Publisher’s note: This is one of several stories about mental health issues in the Lake Tahoe Basin that will be running through October.
By Kathryn Reed
Recovery is possible. That is the overriding message from parents of a mentally ill son.
Jeanne Nelson cried in the shower every day for a year grieving for the loss of the life her son could have had, she struggled with guilt for not knowing sooner and therefore not getting him help sooner.
“I wonder if he had gotten help sooner, if his cognition would be higher,” she said.
Nelson and her husband, Alan, are the NAMI – National Alliance on Mental Illness – representatives on the South Shore.
Their son is doing fine; lives on his own, has a job. He’s on medication, with long lasting injectables his solution. It’s just not the life he had dreamed about. Adjusting expectations – that’s another thing everyone in the family has had to do.
The couple spoke April 13 at Temple Bat Yam in South Lake Tahoe about what they have learned and now what they have to offer others. There was a time when they didn’t believe their son had any hope for a normal life. That is why they are quick to share that things can get better – for everyone.
NAMI started in 1979 in New York with two moms with grown children who had mental issues. The grass-roots movement has expanded to every state.
One of the big issues with any mental condition is the stigma. NAMI is helping to break down those barriers. The hope is one day mental issues will be talked about the same way physical conditions are. After all, the brain is an organ just like the heart and no one winces at discussing heart issues.
“Telling someone to snap out of it is like telling someone who is deaf to listen harder,” Jeanne Nelson said.
Considering 20 percent of the population is living with a mental health condition, the topic is relevant. One problem, though, according to Jeanne Nelson, is that on average the delay in getting treatment is eight to 10 years after symptoms first arise.
Signs to look for include excessive worrying or fear, mood swings, a high-degree of sadness, confused thinking, avoiding social interaction, cutting and change in sleep patterns.

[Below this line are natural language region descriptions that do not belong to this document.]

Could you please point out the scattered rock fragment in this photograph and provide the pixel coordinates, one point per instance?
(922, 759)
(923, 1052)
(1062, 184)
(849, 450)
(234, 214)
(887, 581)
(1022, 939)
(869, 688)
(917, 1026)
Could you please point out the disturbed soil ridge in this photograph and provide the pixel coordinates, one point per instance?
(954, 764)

Types of brain disorders include depression, bipolar, schizophrenia, obsessive compulsive disorder, anxiety, posttraumatic stress disorder, and eating disorders.
It’s also good to know one’s family history because mental illness can be hereditary.

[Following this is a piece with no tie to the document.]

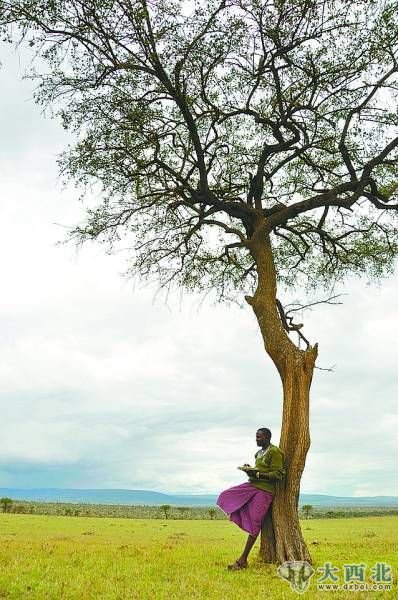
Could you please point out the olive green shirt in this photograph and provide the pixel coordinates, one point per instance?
(271, 466)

Even after a diagnosis it can still be difficult to get help. Psychiatrists are in short supply throughout the country. In-patient treatment programs – especially in rural areas like Lake Tahoe – don’t exist.
Many who are in jail are there with some sort of mental illness. Help for them varies from facility to facility. Substance abuse and mental health often go hand-in-hand.
Jeanne Nelson said there is a tremendous difference between what happens in California and Nevada.
“There’s less oversight in Nevada. It has the worst mental health care in the nation,” she said.
The Reno Gazette-Journal this year exposed some of the squalid conditions of clients in Northern Nevada that has gotten the state’s attention.
The couple said it’s important for the advocates of those with mental issues to be vocal, file grievances when necessary and document everything. And while health care officials cannot share information about a patient who is 18 or older without that person’s permission, it is perfectly fine to provide doctors with insight about the patient that might help with a diagnosis or care.
· NAMI support group meetings are the second Tuesday of the month from 6-7:30pm at the South Lake Tahoe Library.